Synchronization Strategies for Personal Data
This document surveys synchronization architectures for personal data operations. Sync strategy directly impacts P1 (Agent Sovereignty), P15 (Graceful Degradation), and local-first viability.
The Synchronization Challenge
Core Problem: Multi-device access to personal knowledge requires sync. How do you keep local copies consistent without sacrificing sovereignty or offline capability?
Requirements Implicated:
- R22: Decadal maintainability (not dependent on company)

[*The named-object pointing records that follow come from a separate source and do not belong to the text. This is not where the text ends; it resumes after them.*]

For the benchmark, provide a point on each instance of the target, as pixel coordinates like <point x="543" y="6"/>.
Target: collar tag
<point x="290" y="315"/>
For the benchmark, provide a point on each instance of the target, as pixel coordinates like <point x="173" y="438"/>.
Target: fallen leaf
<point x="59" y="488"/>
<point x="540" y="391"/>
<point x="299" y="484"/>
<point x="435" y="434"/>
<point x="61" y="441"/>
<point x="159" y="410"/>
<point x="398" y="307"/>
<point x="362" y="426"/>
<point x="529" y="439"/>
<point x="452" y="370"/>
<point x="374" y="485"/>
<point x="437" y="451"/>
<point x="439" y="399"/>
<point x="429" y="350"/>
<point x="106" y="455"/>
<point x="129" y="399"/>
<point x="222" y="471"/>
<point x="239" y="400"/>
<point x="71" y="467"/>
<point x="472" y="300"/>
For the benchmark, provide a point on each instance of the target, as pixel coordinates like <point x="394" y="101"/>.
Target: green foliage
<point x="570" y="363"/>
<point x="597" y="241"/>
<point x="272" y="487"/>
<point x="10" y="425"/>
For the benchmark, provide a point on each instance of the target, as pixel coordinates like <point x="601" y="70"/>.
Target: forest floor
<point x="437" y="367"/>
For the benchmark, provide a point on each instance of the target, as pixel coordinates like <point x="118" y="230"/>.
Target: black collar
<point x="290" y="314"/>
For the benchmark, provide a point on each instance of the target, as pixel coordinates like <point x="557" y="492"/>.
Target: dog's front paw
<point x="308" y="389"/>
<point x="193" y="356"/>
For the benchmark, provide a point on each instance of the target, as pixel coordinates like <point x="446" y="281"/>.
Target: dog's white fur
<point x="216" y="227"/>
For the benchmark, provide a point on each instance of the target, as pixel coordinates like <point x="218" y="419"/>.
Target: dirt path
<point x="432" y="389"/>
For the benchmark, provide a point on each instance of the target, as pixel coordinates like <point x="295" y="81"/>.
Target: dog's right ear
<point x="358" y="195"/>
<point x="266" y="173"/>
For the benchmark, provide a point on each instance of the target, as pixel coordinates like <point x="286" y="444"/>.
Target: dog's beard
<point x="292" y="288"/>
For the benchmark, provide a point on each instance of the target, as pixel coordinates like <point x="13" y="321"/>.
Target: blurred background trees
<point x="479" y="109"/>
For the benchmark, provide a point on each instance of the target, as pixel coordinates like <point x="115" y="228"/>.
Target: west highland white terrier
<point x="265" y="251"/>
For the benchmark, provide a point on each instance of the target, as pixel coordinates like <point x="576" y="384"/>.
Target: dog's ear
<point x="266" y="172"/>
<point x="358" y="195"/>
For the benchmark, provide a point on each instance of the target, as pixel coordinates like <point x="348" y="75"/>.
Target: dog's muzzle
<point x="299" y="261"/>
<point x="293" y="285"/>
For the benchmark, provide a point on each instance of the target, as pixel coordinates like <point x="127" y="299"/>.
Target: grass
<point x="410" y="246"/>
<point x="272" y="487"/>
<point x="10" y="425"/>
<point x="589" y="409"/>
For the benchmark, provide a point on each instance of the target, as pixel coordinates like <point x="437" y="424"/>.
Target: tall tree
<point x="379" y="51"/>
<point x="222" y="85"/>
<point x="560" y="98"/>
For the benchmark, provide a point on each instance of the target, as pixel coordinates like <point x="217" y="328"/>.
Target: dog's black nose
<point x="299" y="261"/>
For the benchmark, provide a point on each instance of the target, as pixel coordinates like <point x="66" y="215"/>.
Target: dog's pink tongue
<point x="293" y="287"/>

- R27: Offline and under-duress protection
- R40: Privacy-preserving local processing
Principles:
- P1 (Agent Sovereignty): Must work without central authority
- P15 (Graceful Degradation): Must work offline
- P9 (Performance): Sync must be efficient at scale
Tensions:
- Offline capability vs real-time collaboration
- Simplicity vs conflict resolution sophistication
- Privacy vs convenience (cloud sync services)
Centralized Server Sync
Description: All devices sync through central server. Server holds authoritative state.
Architecture:
Device A ←→ Central Server ←→ Device B
(source of truth)
How It Works:
- Devices push changes to server
- Server resolves conflicts (last-write-wins or custom logic)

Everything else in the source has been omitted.